Let $f(x,y,z) = xz-y^2+xyz$. We wish to calculate $\displaystyle \iint_{S} \nabla f \cdot \overline{n}d\sigma$ where $d\sigma$ is the area element of $S$ , and $\overline{n}$ is the outward pointing unit normal to $S$ at $(x,y,z)$. Applying the Divergence theorem, we get:
$$\displaystyle \iint_{S} \nabla f \cdot \overline{n}d\sigma = -2\iiint_{V} d\tau$$
My question is: where does the idea that this is the volume of the unit sphere come from?
Start with $\nabla f = (z+yz)\hat{i} + (-2y+xz)\hat{j}+ (x+xy)\hat{k}$.
Lets apply the divergence theorem and see what we have to work with.

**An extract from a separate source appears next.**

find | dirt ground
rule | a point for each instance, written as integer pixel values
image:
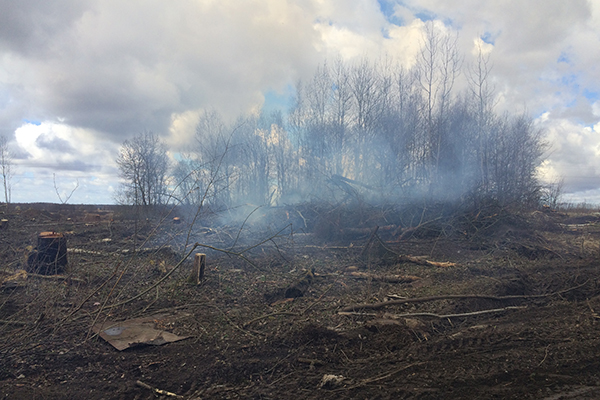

$$ \iint_S \left[(z+yz)\hat{i} + (-2y+xz)\hat{j}+ (x+xy)\hat{k} \right] \cdot \bar{n}d\sigma = $$ $$ \iiint_V \nabla \cdot \left[ (z+yz)\hat{i} + (-2y+xz)\hat{j}+ (x+xy)\hat{k} \right] dV $$ $$ = \iiint_V \left[ 0\hat{i} -2 \hat{j} + 0\hat{k}\right] dV $$ $$ =-2 \iiint_V dV $$
This is the result you show. It states that the flux through your surface is -2 times the volume enclosed in the surface so you have a sink. Now the volume enclosed by the surface is whatever you want it to be. Usually it would be stated in the problem or it is a volume of interest by you.
Say we want to know the flux through the surface of a unit sphere. The volume is $\frac{4\pi}{3}$ so the flux through this surface is $-\frac{8\pi}{3}$.
In your question you never state what the surface, S, is.